- Born: June 2, 1967 (age 58)
- Occupation: Co-executive chairman of Zillow Group
- Known for: Founder of Expedia, Founder of Zillow, Founder of Glassdoor

= Rich Barton =

American businessman

Richard Barton (born June 2, 1967) is an American internet entrepreneur who is the co-executive chairman and a former two-time chief executive officer of Zillow Group, a company he co-founded in 2006. Barton founded online travel company (and Microsoft spinoff) Expedia, Inc., real-estate internet company Zillow, and job search engine and career community Glassdoor. He also founded the online travel photography sharing website and app Trover, which was acquired by Expedia in 2016. Barton was also a venture partner at Benchmark, and is on the board of directors for Netflix, Avvo, Nextdoor, and Artsy. He serves on the Stanford University Board of Trustees.

In 2002, he was named as one of the top 10 innovators under 35 by MIT Technology Review. In April 2012, he was named to Barack Obama's Presidential Ambassadors for Continental Entrepreneurship.

==Early life==
Barton, raised in New Canaan, Connecticut, is the son of a teacher and mechanical engineer. He graduated from Stanford University in 1989 with a degree in engineering. He first worked for Alliance Consulting Group, and in 1991, began working for Microsoft as product manager for MS-DOS 5.0.

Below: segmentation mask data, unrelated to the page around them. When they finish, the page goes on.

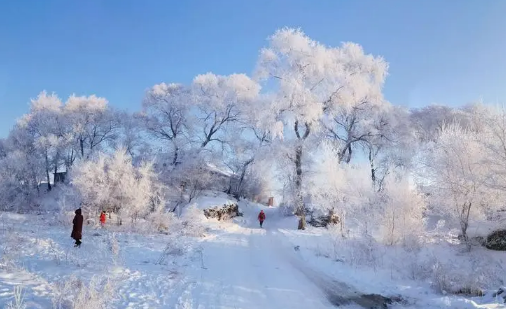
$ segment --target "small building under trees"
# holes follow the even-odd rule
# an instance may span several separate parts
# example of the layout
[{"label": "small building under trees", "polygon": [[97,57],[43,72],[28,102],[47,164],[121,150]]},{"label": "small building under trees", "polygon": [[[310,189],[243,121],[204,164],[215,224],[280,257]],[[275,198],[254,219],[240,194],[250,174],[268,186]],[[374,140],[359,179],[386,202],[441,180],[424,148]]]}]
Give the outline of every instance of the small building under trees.
[{"label": "small building under trees", "polygon": [[53,173],[53,183],[64,183],[65,179],[67,178],[67,172],[57,172]]}]

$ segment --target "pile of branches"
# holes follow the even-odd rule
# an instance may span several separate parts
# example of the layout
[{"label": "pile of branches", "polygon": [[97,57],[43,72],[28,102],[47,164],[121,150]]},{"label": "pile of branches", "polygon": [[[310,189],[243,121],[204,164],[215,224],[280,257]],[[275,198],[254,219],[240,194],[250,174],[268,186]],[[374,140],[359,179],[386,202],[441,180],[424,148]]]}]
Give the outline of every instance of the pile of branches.
[{"label": "pile of branches", "polygon": [[216,218],[219,221],[228,220],[234,217],[242,216],[242,213],[239,212],[239,205],[234,204],[224,204],[223,206],[215,206],[213,208],[204,209],[204,215],[206,218]]}]

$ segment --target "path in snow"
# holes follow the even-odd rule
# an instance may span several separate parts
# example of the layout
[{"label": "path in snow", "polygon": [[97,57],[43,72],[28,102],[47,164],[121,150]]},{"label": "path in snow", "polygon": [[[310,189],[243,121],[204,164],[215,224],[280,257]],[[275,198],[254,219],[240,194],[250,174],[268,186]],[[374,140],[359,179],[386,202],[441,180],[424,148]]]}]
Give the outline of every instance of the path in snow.
[{"label": "path in snow", "polygon": [[[307,268],[278,231],[274,209],[265,228],[258,209],[241,209],[241,226],[218,232],[202,244],[202,267],[176,293],[176,308],[335,308],[350,302],[378,305],[343,283]],[[352,301],[350,301],[352,300]],[[378,307],[380,308],[380,307]]]}]

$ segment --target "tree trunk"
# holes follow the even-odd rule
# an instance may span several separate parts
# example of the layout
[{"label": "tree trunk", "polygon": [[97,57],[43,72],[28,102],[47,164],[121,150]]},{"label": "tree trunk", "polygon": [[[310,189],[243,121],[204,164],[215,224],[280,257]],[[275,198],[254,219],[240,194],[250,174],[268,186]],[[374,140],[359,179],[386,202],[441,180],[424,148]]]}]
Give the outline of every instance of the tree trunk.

Barton's forefathers, John Barton and his son Horace, were inducted into the 1999 South Dakota Tennis Hall of Fame.

==Entrepreneurship==
Barton founded Expedia within Microsoft in 1994. In 1994, Microsoft was planning to build a travel guidebook on a CD-ROM. Barton, who was familiar with text-based internet services of the time, had come across an online service hosted on Prodigy designed for travel agents working from home. He pitched the idea of an online travel booking service to Bill Gates, Steve Ballmer, and Nathan Myhrvold. Gates, Ballmer, and Myhrvold gave Barton permission to move forward with the project, which debuted on the web as Expedia in 1996. Barton served as CEO through Expedia's initial public offering in 1999, and stayed in the position until 2003, after the company was acquired for $3.6 billion.

After a year-long break in Italy from the business community, Barton returned to Seattle in 2004, and began working toward the launch of Zillow with Lloyd Frink, another Expedia and Microsoft alumnus. Barton and Frink did not reveal much about the company prior to its launch.

In February 2020, Barton became a billionaire according to Forbes, after reporting strong earnings at Zillow. He was CEO of the company from its founding until 2010, returned to the position in 2019, and transitioned to the role of co-executive chairman in August 2024.